Public data, counted in June 2026. It's a keyword search, so the figures are approximate — but the order of magnitude is clear. (We deliberately used the clean "Developer + AI" cut and avoided broad OR-queries, which pull in non-developer roles like marketing or operations.)
What it actually means
Three honest conclusions the data supports.
The hype runs well ahead of hiring. If AI were really replacing developers, it would show up in employer requirements first. Penetration is in the low single digits — nowhere near a "new normal."
AI is an added skill, not a replacement. Within those few percent there are almost no ads saying "we don't need a developer, we have AI." There are "developers who can use AI" and a separate, growing class of AI/LLM engineers — people who build AI, not people replaced by it. In Indonesia especially, most of the AI listings are dedicated AI Engineer roles, not "AI instead of a developer."
The thinking still happens in human heads. AI speeds up writing code, but architecture, system boundaries, and the decisions that determine whether a product needs a rewrite in six months are still made by engineers. That's exactly why the market asks for "developer + AI," not "AI instead of developer." What this means in practice for a founder weighing AI against hiring is the subject of our companion guide: Can You Build Your Startup MVP With AI in 2026?

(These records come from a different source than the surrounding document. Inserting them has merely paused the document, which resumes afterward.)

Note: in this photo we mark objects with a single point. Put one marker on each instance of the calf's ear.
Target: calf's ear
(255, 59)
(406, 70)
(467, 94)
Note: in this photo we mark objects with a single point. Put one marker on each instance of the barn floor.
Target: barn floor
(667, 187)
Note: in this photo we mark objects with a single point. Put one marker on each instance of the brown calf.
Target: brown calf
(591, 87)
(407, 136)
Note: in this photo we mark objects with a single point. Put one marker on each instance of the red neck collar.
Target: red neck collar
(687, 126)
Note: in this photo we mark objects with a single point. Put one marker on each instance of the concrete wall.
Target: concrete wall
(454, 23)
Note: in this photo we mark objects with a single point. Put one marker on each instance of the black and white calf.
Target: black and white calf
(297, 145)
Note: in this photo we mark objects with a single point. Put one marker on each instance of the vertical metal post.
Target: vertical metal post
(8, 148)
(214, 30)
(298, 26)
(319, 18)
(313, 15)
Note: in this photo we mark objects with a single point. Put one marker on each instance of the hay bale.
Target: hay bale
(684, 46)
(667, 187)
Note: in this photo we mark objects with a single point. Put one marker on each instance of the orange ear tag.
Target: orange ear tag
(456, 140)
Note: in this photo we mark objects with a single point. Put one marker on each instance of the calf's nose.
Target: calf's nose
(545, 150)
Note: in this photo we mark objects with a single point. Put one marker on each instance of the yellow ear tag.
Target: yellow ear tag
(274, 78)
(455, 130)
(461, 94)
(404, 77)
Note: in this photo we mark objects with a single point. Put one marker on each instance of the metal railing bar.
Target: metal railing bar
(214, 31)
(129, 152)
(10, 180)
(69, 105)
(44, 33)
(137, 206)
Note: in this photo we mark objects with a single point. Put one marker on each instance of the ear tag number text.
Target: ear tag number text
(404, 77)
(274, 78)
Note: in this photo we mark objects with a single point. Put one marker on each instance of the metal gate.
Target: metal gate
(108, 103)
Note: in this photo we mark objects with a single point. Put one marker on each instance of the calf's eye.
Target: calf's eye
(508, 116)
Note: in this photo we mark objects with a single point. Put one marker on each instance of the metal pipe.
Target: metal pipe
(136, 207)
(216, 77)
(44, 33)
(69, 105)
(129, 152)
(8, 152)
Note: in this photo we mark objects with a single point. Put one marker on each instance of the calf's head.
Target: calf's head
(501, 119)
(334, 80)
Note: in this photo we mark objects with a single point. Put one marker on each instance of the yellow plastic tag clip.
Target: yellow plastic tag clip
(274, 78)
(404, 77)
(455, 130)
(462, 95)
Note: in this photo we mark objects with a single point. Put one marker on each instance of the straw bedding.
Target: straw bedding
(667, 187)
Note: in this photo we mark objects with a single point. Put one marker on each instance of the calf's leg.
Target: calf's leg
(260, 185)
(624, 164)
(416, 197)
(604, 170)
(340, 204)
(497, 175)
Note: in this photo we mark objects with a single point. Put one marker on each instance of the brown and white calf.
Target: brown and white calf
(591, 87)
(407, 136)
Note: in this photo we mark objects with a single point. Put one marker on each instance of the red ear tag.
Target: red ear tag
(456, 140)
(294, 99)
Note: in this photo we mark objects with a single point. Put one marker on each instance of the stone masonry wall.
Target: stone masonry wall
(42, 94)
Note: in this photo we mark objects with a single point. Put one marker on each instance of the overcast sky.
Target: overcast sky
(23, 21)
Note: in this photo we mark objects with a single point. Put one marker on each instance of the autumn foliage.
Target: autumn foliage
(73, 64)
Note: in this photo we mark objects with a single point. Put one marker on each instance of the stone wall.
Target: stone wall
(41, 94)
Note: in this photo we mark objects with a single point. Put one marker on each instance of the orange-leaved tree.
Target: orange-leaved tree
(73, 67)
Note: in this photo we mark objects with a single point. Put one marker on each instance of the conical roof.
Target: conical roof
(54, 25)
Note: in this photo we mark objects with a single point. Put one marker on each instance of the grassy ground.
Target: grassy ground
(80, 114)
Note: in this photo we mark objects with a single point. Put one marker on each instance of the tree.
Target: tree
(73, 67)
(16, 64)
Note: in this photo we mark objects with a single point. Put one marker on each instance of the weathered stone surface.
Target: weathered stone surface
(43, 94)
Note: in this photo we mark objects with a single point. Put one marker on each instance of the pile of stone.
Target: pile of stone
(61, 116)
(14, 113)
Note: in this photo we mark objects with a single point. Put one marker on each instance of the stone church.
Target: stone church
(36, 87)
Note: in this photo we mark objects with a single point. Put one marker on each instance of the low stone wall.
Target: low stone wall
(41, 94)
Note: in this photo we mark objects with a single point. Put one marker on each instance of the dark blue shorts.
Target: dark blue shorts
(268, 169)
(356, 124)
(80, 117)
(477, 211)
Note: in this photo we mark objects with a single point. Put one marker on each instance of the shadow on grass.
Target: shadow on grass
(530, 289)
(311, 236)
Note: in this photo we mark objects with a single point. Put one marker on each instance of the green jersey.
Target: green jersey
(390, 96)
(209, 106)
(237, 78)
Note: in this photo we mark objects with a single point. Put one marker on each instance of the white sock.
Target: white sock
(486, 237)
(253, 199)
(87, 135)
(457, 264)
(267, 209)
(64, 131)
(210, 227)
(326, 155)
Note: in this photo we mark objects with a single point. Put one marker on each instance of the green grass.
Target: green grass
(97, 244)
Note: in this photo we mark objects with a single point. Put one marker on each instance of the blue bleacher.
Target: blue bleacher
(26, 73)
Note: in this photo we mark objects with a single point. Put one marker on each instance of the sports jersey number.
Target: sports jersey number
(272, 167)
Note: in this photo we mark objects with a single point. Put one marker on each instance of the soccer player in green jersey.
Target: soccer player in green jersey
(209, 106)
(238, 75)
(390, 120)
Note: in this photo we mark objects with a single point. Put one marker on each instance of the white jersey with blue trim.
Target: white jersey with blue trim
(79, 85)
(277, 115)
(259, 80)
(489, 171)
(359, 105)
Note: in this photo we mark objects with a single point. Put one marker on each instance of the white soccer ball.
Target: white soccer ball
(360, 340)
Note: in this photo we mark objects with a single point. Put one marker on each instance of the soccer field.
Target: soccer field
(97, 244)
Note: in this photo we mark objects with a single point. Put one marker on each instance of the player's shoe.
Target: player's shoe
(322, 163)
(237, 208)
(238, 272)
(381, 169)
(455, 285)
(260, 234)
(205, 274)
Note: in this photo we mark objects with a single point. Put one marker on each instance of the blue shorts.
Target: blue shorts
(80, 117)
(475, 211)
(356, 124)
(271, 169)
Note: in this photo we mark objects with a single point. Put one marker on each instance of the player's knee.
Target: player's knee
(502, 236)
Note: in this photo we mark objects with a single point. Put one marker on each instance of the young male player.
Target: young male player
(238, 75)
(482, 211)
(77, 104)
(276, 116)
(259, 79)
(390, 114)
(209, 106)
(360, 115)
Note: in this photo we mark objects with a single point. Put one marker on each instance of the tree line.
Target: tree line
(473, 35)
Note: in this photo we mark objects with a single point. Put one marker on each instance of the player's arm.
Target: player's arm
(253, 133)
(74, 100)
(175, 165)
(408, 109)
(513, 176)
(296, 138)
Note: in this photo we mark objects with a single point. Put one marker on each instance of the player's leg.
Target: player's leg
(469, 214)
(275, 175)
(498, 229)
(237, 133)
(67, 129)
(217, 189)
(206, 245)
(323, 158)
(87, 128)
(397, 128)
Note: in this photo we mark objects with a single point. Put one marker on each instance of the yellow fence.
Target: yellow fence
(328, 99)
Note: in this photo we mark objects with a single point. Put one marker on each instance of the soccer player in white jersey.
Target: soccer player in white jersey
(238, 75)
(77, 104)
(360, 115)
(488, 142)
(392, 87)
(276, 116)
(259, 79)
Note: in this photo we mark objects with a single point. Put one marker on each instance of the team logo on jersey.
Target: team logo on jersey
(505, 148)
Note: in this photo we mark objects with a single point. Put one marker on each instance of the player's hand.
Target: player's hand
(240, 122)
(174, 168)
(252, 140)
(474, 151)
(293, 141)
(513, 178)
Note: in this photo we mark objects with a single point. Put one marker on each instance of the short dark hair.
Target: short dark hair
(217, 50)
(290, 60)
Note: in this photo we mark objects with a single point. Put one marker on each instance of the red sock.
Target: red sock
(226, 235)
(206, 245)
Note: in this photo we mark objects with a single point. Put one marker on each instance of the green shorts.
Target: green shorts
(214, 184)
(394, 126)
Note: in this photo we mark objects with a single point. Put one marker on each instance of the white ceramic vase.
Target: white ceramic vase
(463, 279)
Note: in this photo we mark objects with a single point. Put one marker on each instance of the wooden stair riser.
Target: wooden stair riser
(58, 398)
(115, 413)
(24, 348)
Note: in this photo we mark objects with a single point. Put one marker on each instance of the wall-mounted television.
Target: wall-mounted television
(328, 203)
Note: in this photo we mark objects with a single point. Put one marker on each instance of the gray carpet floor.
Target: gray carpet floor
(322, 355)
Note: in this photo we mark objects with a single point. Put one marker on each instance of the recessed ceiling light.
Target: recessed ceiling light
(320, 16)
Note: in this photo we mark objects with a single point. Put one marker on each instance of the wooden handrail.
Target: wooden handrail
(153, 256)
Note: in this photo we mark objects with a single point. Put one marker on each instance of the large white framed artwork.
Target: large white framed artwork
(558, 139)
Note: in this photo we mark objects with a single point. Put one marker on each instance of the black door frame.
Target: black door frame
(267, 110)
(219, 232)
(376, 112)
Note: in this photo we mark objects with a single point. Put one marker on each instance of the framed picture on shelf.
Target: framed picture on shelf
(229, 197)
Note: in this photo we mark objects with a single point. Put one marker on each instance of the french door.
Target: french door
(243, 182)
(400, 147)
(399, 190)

You're welcome to cite this
If you use the figure, please cite it as: According to a count by H-Studio, in June 2026 only 3.3% of "Developer" listings on Jobstreet Indonesia mentioned AI (42 of 1,282); the same count showed 5.6% in Germany and 6.6% in Russia. A link back to this piece is appreciated.
Building a product and wondering where AI genuinely helps and where you need real engineering? H-Studio is an architecture-first software studio working with founders in Bali and across Indonesia: we fix architecture and scope before code, so an AI-accelerated build doesn't turn into a rewrite six months later. Tell us about your project — we'll map out what AI can speed up and what needs to be built properly.
FAQ
How many developer jobs in Indonesia require AI skills? By our count on Jobstreet Indonesia in June 2026: 3.3% (42 of 1,282) — about 1 in 31.
Is AI replacing developers in the job market? The data doesn't support it: the vast majority of listings are ordinary development work, with AI appearing as an added skill, not a replacement — and the pattern holds across Indonesia, Germany and Russia (3–7%).
How common are AI coding assistants (Copilot, Cursor) in job ads? Almost non-existent in Indonesian listings so far. The trend is growing, but it's far from an industry standard.
Data sources: public job searches on Jobstreet Indonesia (3.3%), the German Federal Employment Agency job board (5.6%) and hh.ru Russia (6.6%), June 2026. Method reproducible.
Reviewed by the H-Studio Indonesia editorial team.
Important disclaimer. This is a point-in-time keyword count of public job listings, not a peer-reviewed labour-market study. Counts depend on platform coverage, search behaviour and listing freshness, and will drift over time; treat the figures as an order of magnitude, not a precise measurement. Platform names belong to their respective owners.